Ariane Poulin donne l’exemple de la surveillance des activités des travailleuses et des travailleurs. « D’abord, cela peut réduire leur autonomie professionnelle et accroître la pression ressentie au travail, puisque les travailleurs ont le sentiment d’être constamment observés et évalués. Par exemple, si une personne se lève pour aider une ou un collègue, l’IA pourrait conclure qu’elle a passé 15 minutes sans travailler, ce qui est faux. » En plus de soulever des enjeux liés à la protection de la vie privée, ces outils peuvent se tromper ou ne pas tenir compte du contexte – par exemple, une personne moins performante parce qu’elle vient d’avoir un bébé et dort mal la nuit, illustre-t-elle.
De plus, si certaines entreprises expliquent clairement ce qu’elles évaluent et comment elles le font, c’est loin d’être toujours le cas. Ce manque de transparence augmente le stress au sein des équipes, qui ne savent pas sur quels critères repose leur performance, explique-t-elle. « Il devient alors difficile pour une personne de s’ajuster aux attentes ou même de se défendre devant une décision injuste. » Sans compter que les mécanismes derrière l’IA, qui peuvent éventuellement sélectionner, évaluer ou sanctionner, sont parfois difficiles à expliquer ou à comprendre, ce qui accentue les enjeux liés à l’opacité de ces systèmes.

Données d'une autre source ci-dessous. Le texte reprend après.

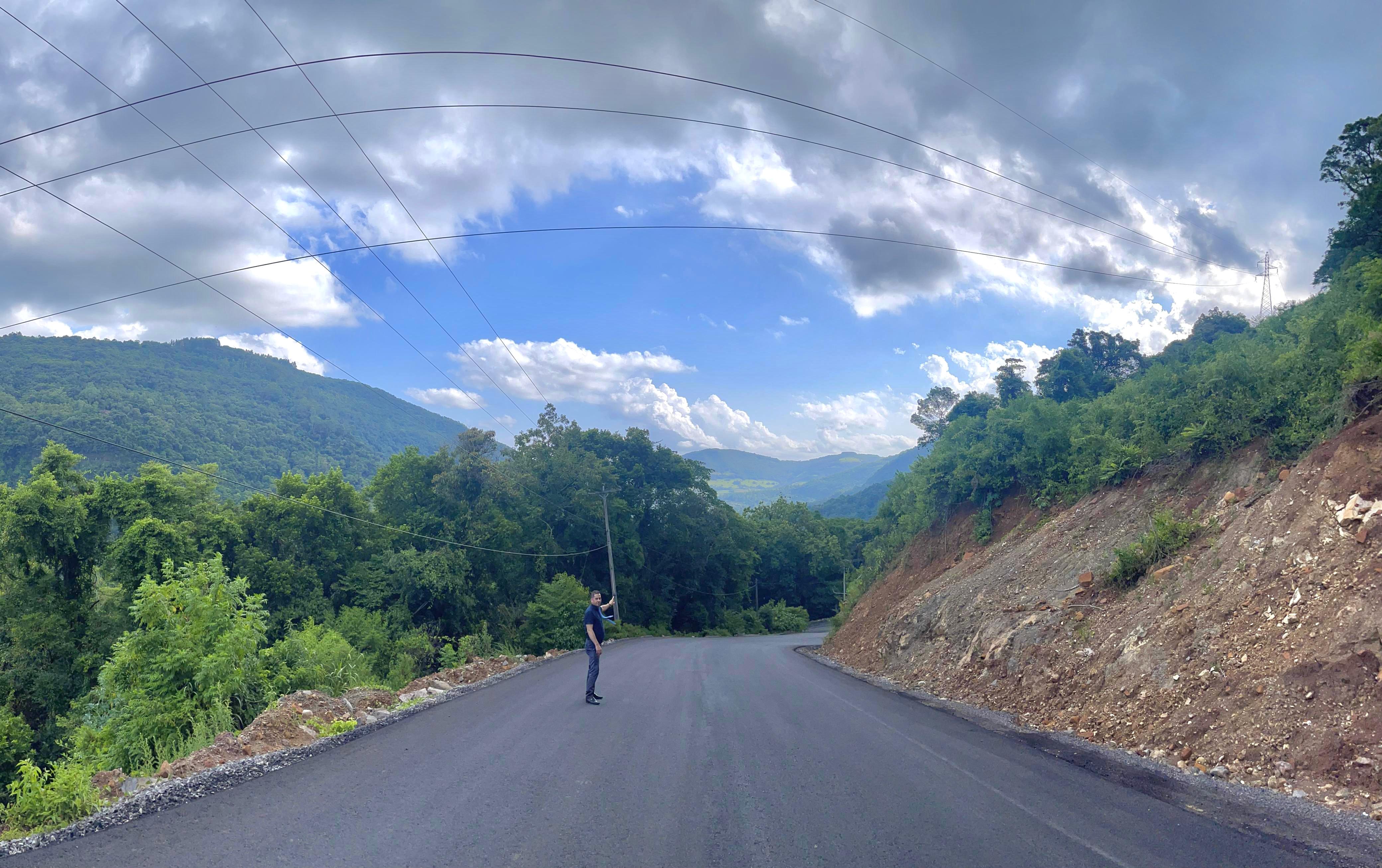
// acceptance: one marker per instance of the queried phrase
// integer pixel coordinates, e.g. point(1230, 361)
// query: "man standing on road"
point(595, 639)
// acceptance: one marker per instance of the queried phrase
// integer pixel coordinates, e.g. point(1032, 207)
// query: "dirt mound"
point(1254, 654)
point(472, 672)
point(225, 750)
point(365, 699)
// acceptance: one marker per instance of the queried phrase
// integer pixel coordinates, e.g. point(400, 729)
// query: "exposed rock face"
point(1255, 649)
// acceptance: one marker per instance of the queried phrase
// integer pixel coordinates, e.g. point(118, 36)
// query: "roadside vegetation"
point(1102, 411)
point(142, 616)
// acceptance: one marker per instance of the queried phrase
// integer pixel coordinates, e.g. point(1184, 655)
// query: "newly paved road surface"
point(707, 752)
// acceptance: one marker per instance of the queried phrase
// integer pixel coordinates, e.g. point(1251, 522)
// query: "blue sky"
point(790, 346)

Ajuster les règles aux nouvelles réalités
D’où l’importance de baliser l’utilisation de l’IA pour protéger les travailleuses et les travailleurs contre de tels dérapages. « Le problème, soulève Ariane Poulin, c’est que le cadre législatif encadrant le travail au Québec a été mis en place dans un contexte où la technologie n’était pas aussi présente. Et c’est difficile de s’ajuster à ces nouvelles réalités, alors que l’adoption d’une loi au Québec peut prendre des années. »
L’étudiante s’intéresse particulièrement aux autres formes d’encadrement, plus rapides à mettre en place, plus souples et mieux adaptées au rythme des changements. « Certaines entreprises vont se montrer proactives et adopter une politique organisationnelle pour encadrer l’usage de l’IA. Il existe d’ailleurs plusieurs cadres internationaux pour en favoriser une utilisation responsable, notamment du côté de l’OCDE et de l’UNESCO. » Or, les entreprises ne sont pas toujours conscientes des risques inhérents à ces technologies, note-t-elle.

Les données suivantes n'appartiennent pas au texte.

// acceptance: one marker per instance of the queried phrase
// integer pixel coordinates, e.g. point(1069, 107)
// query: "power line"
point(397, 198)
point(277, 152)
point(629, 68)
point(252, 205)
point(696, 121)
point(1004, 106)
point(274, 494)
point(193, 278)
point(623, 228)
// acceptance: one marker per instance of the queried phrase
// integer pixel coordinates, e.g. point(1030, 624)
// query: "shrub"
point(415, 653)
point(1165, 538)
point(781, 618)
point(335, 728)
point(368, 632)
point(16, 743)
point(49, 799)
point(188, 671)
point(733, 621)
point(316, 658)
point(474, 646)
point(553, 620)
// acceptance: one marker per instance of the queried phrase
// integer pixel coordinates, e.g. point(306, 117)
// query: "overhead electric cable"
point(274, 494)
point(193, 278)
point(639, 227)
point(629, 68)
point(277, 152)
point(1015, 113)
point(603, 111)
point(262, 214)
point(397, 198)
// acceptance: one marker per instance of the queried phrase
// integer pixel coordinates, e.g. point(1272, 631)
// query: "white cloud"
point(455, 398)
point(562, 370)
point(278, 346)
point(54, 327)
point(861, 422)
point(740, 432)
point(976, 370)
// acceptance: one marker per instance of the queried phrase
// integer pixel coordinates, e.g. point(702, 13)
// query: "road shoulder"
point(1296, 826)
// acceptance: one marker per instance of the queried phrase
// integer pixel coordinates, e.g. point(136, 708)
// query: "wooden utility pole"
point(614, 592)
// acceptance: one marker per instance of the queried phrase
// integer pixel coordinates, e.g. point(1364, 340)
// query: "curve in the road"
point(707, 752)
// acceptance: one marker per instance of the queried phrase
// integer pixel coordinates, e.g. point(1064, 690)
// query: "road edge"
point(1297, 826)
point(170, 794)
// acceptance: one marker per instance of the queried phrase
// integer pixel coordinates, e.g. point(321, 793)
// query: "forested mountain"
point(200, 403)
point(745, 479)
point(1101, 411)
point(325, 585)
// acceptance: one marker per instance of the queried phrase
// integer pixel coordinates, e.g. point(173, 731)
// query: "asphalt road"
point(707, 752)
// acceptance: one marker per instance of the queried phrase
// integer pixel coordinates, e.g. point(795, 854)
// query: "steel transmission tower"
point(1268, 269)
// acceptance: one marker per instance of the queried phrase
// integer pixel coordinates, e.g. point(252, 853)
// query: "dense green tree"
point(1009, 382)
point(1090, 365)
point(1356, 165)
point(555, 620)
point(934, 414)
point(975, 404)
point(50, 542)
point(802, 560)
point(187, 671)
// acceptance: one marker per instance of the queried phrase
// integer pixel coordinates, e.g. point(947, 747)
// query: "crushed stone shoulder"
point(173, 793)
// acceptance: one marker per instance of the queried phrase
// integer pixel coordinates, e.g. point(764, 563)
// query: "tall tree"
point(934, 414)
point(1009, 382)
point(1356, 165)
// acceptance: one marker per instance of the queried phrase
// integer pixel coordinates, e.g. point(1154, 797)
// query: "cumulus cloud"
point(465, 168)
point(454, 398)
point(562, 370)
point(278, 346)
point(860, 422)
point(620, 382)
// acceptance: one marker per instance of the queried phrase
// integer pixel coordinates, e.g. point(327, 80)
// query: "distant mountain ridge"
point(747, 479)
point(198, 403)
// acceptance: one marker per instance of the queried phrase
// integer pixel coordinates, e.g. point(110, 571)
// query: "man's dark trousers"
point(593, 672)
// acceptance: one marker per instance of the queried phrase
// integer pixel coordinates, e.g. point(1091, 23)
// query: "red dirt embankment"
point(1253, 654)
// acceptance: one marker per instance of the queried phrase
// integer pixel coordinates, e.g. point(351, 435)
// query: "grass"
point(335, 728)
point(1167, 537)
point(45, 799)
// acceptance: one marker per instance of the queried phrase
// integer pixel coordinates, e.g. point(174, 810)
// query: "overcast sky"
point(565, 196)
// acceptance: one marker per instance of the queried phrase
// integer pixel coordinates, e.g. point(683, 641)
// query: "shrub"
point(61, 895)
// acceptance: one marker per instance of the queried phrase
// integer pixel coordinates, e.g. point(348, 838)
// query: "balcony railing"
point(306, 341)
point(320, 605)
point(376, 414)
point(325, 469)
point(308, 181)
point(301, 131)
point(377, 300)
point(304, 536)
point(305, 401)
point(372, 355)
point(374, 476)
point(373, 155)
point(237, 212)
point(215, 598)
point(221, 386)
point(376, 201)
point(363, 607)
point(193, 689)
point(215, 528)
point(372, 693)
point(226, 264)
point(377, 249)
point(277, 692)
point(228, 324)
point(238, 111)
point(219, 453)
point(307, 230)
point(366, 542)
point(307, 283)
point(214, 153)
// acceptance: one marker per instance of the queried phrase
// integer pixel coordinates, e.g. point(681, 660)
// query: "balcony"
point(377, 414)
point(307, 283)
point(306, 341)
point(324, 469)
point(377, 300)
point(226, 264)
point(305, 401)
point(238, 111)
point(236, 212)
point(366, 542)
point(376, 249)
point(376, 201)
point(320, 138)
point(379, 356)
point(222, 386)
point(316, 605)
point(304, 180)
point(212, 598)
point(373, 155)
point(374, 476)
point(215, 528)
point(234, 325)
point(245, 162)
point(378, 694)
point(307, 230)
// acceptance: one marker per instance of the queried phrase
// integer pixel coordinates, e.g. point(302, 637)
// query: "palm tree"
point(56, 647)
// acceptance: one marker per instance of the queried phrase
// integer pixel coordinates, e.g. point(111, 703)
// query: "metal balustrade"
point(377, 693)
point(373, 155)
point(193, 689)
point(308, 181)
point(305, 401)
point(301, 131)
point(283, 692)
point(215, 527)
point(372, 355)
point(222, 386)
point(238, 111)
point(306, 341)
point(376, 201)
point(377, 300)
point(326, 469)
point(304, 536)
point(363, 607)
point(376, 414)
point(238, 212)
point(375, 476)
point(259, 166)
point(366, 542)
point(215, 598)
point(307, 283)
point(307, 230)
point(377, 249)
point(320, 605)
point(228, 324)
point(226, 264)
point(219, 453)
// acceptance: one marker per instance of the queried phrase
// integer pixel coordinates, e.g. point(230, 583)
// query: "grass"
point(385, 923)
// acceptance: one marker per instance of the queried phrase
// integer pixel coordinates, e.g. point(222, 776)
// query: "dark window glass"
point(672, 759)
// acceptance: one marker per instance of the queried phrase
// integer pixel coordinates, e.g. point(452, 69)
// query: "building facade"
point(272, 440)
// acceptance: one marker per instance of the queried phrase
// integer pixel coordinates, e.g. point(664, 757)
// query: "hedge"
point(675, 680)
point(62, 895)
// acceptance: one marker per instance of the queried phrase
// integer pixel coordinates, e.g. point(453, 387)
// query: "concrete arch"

Dans ce contexte, les acteurs syndicaux ont eux aussi un rôle crucial à jouer. Déjà, plusieurs conventions collectives encadrent les changements technologiques pour protéger les travailleuses et les travailleurs contre leurs effets. Ces dispositions pourraient désormais inclure l’utilisation de l’IA, en précisant qu’aucune fin d’emploi ne peut être décidée sans intervention humaine, donne-t-elle en exemple. « Les conventions collectives ont aussi l’avantage de pouvoir être renégociées régulièrement, ajoute-t-elle. On pourrait donc y prévoir une clause sur la gestion algorithmique basée sur l’IA, à réviser annuellement, afin de s’adapter à la vitesse des changements. »

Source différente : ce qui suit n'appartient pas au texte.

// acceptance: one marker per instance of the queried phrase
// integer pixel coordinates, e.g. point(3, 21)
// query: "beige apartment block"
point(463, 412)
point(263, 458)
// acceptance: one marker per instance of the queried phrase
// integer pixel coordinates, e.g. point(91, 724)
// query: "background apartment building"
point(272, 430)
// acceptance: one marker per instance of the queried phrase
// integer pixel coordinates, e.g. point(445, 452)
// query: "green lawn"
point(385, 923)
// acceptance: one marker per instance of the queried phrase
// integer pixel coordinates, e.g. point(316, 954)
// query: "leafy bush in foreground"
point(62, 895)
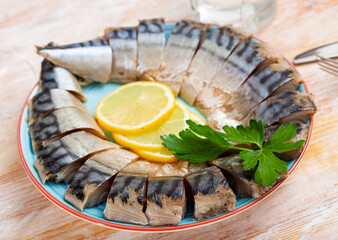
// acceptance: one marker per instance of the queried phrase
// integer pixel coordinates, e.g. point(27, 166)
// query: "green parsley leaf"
point(254, 133)
point(201, 143)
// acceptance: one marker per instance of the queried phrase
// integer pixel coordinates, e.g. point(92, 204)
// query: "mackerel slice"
point(242, 181)
point(268, 79)
point(52, 77)
point(302, 134)
point(143, 167)
point(166, 200)
point(285, 107)
point(211, 192)
point(183, 42)
point(91, 183)
point(123, 42)
point(91, 60)
point(59, 160)
point(61, 122)
point(49, 100)
point(127, 199)
point(213, 52)
point(150, 48)
point(232, 74)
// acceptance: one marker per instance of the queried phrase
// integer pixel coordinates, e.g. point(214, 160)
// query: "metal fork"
point(327, 64)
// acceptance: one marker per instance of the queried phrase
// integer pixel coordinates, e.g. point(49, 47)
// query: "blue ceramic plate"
point(55, 192)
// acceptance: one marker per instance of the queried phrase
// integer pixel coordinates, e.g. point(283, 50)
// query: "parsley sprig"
point(201, 143)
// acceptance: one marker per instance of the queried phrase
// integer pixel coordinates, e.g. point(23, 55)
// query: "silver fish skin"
point(123, 42)
point(266, 81)
point(178, 168)
point(166, 200)
point(127, 199)
point(211, 192)
point(213, 52)
point(194, 167)
point(242, 62)
point(59, 160)
point(61, 122)
point(91, 183)
point(150, 48)
point(48, 100)
point(302, 134)
point(242, 181)
point(91, 60)
point(52, 77)
point(285, 107)
point(142, 166)
point(182, 44)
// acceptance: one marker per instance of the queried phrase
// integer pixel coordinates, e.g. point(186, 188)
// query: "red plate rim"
point(150, 229)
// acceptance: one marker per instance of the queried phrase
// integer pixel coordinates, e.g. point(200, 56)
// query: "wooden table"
point(304, 207)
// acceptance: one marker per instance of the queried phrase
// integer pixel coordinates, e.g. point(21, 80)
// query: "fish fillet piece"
point(59, 160)
point(178, 168)
point(211, 192)
point(91, 60)
point(143, 166)
point(302, 134)
point(127, 199)
point(218, 118)
point(232, 74)
point(166, 200)
point(92, 182)
point(182, 44)
point(150, 48)
point(285, 107)
point(242, 181)
point(52, 77)
point(194, 167)
point(213, 52)
point(48, 100)
point(277, 76)
point(123, 42)
point(61, 122)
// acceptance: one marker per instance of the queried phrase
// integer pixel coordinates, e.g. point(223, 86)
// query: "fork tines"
point(329, 65)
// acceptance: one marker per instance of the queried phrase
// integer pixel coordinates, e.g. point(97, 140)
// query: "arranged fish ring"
point(224, 73)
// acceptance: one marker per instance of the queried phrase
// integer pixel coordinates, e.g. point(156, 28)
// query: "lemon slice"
point(162, 155)
point(151, 140)
point(197, 118)
point(135, 107)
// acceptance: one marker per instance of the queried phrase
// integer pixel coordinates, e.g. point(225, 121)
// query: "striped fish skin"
point(127, 199)
point(232, 74)
point(166, 200)
point(142, 166)
point(302, 134)
point(277, 76)
point(182, 44)
point(91, 60)
point(211, 192)
point(242, 181)
point(150, 48)
point(61, 122)
point(48, 100)
point(123, 42)
point(59, 160)
point(52, 77)
point(286, 107)
point(91, 183)
point(213, 52)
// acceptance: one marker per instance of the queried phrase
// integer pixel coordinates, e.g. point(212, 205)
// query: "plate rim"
point(114, 225)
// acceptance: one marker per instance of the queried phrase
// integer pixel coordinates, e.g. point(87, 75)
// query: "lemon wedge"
point(135, 107)
point(151, 140)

« Derrière chaque technologie, il y a des enjeux humains », insiste Ariane Poulin. Or, il est possible de mieux en contrôler les effets, comme le montre l’exemple du Règlement européen sur l’intelligence artificielle (EU AI Act), adopté en 2024. « Souvent représenté comme l’un des cadres juridiques les plus ambitieux au monde en matière d’IA, ce règlement propose notamment une approche fondée sur la gouvernance et la gestion des risques entourant ces technologies. » De quoi s’en inspirer ici, estime-t-elle. « Je ne veux pas paraître alarmiste, mais il faut se pencher dès maintenant sur ces questions, alors que l’utilisation de ces solutions est encore embryonnaire. » Sans quoi, il sera difficile de revenir en arrière.